This is an illustrative repo containing dummy data that I'm using to troubleshoot my scripts
I have data in Markdown files, one for each work day. These are basically work journals that I use to document my work.
You can see what the data looks like in the dummy_data.md
file.
My goal is to use a tool like Pandas to read each file, and extract data into a dataframe or CSV
file (whichever is faster) in the following format:
Date | Entry | ticket | chat | other_tag | project_sales | narrative |
---|---|---|---|---|---|---|
Date string | String (full entry without the line number) | Boolean | Boolean | Boolean | Boolean | String |
The Booleans
should just be True
or False
where a row contains a regex pattern match corresponding with the ticket
, chat
, other_tag
, and project_sales
column titles (also entry types).
My broad goal is to extract data from these Markdown files into something like a dataframe or even a CSV file (whichever is more efficient) so I can answer questions like the following:
- Which tickets or chats did I respond to (I work in a support role)

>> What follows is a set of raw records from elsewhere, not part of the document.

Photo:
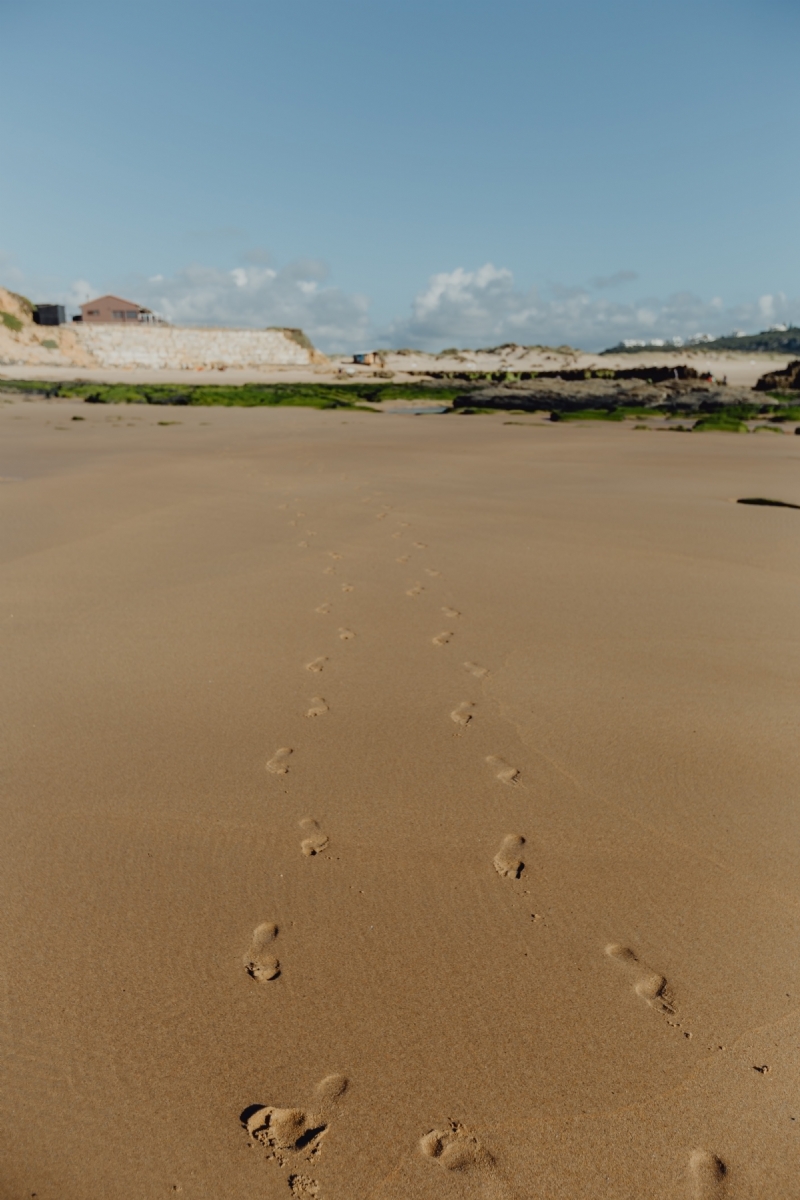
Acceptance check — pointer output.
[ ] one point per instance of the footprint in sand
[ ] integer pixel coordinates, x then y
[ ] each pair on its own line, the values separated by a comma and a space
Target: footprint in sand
507, 862
707, 1176
293, 1135
503, 769
463, 713
278, 765
456, 1149
477, 671
259, 963
649, 984
314, 841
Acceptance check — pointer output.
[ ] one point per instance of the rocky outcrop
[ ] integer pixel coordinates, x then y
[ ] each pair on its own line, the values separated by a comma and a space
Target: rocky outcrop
781, 381
156, 347
23, 343
566, 396
167, 347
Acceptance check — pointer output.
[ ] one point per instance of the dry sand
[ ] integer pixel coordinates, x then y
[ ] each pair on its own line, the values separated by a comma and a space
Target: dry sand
284, 691
740, 370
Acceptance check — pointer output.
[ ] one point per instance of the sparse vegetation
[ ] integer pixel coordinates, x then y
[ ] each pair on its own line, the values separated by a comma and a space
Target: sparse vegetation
347, 395
720, 423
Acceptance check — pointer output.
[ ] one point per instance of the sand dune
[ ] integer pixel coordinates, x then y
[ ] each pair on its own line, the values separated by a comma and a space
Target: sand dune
397, 808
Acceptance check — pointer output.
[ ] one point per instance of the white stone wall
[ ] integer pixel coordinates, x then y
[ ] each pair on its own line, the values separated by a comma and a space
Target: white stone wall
163, 347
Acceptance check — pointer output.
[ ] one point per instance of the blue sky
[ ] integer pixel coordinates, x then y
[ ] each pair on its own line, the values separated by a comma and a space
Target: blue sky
408, 173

- Were the interactions tickets or chats?
- Did the interactions fall into specific categories that are designated by hashtags that I add inline? Here I think I just really need a
True
orFalse
response. - What are the entries that are not interactions (for example, just notes about something I reviewed on the day)?
The purpose of this is to help me automate a weekly report on my work for the previous week that includes the following information:
- How many chats and tickets I completed?
- How many interactions from each category (such as
#project_sales
or#other_tag
)? - Which interactions are
#project_sales
and tickets/chats (so I can calculate the ratio of both)? - What else did I do in the week that wasn't a direct support interaction?